🤖 AI Summary
Existing code localization methods ignore developers’ long-term memory of codebases—such as module functionality and defect–fix location associations—forcing task-specific reasoning from scratch. Method: We propose a non-parametric, repository-level long-term memory mechanism grounded in commit history. By analyzing historical commits, issue–commit links, and active module summaries, it automatically discovers code evolution patterns and defect distribution regularities, constructing a retrievable external memory store. This memory is integrated into the LocAgent framework for the first time, enabling memory-augmented localization reasoning. Contribution/Results: Our approach achieves significant improvements over state-of-the-art methods on both SWE-bench-verified and SWE-bench-live benchmarks, empirically demonstrating that long-term memory is critical for enhancing performance in complex software engineering tasks.
📝 Abstract
Code localization is a fundamental challenge in repository-level software engineering tasks such as bug fixing. While existing methods equip language agents with comprehensive tools/interfaces to fetch information from the repository, they overlook the critical aspect of memory, where each instance is typically handled from scratch assuming no prior repository knowledge. In contrast, human developers naturally build long-term repository memory, such as the functionality of key modules and associations between various bug types and their likely fix locations. In this work, we augment language agents with such memory by leveraging a repository's commit history - a rich yet underutilized resource that chronicles the codebase's evolution.
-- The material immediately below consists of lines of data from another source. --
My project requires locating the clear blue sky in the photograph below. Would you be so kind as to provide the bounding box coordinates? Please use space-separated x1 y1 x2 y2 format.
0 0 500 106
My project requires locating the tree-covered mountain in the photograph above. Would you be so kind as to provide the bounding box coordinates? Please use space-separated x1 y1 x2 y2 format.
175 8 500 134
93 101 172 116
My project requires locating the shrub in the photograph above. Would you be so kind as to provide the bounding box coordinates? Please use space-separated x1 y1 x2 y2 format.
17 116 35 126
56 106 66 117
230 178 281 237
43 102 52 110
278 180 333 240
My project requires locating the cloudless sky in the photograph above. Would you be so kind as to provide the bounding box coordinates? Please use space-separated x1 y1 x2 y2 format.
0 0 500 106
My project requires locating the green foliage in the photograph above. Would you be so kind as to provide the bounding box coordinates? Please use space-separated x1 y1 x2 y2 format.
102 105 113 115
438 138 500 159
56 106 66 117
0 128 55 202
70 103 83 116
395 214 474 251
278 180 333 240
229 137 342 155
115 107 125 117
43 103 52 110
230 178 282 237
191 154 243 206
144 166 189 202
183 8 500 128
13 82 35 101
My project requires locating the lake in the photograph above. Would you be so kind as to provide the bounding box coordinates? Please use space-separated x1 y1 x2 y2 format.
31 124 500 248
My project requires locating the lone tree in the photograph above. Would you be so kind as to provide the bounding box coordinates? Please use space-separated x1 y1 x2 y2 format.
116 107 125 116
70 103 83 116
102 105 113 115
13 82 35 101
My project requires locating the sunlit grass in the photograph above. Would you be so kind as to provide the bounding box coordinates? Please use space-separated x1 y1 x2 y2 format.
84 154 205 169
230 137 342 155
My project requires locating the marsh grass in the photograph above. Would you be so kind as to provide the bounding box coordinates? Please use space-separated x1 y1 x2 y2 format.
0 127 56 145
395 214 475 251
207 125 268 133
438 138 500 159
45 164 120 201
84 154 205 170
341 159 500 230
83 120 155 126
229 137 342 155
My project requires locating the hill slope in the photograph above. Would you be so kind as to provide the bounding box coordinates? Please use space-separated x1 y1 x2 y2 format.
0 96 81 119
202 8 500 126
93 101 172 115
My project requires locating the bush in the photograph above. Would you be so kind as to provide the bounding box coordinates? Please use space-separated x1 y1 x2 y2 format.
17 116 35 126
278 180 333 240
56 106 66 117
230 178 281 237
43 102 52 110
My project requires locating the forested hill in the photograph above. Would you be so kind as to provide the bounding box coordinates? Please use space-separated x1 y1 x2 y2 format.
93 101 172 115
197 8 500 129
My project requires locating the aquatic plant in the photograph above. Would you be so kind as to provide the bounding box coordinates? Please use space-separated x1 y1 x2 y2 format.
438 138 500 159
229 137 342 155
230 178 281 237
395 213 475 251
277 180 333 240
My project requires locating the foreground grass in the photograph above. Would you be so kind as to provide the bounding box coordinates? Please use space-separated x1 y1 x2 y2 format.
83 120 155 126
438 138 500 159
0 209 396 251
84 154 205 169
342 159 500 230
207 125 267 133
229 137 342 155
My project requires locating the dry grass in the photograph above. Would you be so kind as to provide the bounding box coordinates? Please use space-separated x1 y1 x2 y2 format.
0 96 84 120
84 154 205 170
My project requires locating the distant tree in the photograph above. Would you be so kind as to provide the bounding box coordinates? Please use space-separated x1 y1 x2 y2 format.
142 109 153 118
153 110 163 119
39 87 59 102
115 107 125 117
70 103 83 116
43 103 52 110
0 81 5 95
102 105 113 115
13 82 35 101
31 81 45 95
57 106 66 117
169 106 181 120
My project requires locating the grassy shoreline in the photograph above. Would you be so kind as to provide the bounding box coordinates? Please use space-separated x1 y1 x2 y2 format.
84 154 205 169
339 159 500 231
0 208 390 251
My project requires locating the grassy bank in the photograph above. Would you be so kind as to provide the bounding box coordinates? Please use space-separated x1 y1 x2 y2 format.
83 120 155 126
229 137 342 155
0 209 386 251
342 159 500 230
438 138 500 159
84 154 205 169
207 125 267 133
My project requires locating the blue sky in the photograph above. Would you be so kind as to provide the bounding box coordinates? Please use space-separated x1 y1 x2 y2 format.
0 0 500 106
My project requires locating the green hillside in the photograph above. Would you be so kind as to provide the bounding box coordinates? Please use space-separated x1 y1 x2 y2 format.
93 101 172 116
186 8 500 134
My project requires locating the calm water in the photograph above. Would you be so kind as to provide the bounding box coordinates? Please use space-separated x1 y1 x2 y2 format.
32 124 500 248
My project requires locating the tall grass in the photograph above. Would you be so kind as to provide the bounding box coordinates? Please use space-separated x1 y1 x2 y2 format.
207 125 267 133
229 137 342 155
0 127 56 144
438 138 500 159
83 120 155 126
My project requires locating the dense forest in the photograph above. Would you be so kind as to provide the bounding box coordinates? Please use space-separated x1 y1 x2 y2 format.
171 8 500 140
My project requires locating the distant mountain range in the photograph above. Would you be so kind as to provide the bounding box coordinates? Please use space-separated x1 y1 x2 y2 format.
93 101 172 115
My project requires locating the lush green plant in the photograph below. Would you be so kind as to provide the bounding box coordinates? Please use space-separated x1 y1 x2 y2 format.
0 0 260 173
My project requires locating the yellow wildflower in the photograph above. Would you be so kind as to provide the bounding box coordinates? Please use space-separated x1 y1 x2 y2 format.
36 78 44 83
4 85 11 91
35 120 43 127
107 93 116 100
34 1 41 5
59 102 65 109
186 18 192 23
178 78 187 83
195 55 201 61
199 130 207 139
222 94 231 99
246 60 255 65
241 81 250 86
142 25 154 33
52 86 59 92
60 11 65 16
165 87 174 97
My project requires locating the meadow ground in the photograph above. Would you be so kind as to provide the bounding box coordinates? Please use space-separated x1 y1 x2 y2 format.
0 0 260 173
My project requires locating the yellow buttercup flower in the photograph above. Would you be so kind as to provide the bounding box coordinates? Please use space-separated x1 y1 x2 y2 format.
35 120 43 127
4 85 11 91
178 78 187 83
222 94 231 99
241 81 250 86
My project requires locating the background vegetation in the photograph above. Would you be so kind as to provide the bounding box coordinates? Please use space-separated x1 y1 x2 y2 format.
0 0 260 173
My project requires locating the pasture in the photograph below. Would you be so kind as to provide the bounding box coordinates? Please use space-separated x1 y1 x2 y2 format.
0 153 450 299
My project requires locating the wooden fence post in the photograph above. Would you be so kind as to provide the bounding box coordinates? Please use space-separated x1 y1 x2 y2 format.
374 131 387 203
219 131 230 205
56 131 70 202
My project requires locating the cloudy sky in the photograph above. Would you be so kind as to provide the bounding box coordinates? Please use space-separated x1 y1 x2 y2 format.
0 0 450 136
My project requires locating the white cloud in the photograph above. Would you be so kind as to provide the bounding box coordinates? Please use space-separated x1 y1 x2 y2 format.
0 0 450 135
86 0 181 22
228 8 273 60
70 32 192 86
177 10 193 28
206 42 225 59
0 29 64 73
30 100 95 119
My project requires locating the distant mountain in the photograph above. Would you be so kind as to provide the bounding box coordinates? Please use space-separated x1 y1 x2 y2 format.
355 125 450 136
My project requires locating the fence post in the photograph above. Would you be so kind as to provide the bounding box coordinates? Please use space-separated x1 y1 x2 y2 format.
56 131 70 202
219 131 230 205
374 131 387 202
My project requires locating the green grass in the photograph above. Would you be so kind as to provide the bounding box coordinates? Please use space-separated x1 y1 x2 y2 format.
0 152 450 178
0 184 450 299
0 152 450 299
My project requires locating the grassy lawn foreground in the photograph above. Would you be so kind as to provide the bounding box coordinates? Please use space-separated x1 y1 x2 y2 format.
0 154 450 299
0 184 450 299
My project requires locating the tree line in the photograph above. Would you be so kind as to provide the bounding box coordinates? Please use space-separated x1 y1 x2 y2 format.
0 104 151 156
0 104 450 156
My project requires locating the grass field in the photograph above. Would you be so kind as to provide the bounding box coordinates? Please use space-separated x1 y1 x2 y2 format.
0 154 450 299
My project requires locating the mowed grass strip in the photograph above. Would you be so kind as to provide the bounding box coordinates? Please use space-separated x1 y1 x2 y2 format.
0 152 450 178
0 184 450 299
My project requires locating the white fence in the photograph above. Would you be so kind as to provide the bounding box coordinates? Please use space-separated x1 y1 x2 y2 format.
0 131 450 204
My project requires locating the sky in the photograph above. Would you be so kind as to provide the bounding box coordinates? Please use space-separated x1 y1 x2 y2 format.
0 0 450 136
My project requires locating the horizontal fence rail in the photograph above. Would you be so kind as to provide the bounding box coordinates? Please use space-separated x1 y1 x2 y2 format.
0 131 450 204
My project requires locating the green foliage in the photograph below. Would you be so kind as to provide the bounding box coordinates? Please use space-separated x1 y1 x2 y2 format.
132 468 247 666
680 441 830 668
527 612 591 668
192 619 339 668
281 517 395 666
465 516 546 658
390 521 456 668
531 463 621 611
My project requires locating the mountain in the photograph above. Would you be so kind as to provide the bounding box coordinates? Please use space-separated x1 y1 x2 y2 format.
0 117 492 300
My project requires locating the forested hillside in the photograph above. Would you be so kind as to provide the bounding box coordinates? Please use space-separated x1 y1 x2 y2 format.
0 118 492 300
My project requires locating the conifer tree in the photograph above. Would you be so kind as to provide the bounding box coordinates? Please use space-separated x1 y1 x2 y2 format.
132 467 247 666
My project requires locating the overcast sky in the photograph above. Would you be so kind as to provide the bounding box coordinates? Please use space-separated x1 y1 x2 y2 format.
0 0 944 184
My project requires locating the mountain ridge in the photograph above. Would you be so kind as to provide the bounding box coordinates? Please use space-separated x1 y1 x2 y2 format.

We introduce tools that allow the agent to retrieve from a non-parametric memory encompassing recent historical commits and linked issues, as well as functionality summaries of actively evolving parts of the codebase identified via commit patterns. We demonstrate that augmenting such a memory can significantly improve LocAgent, a state-of-the-art localization framework, on both SWE-bench-verified and the more recent SWE-bench-live benchmarks. Our research contributes towards developing agents that can accumulate and leverage past experience for long-horizon tasks, more closely emulating the expertise of human developers.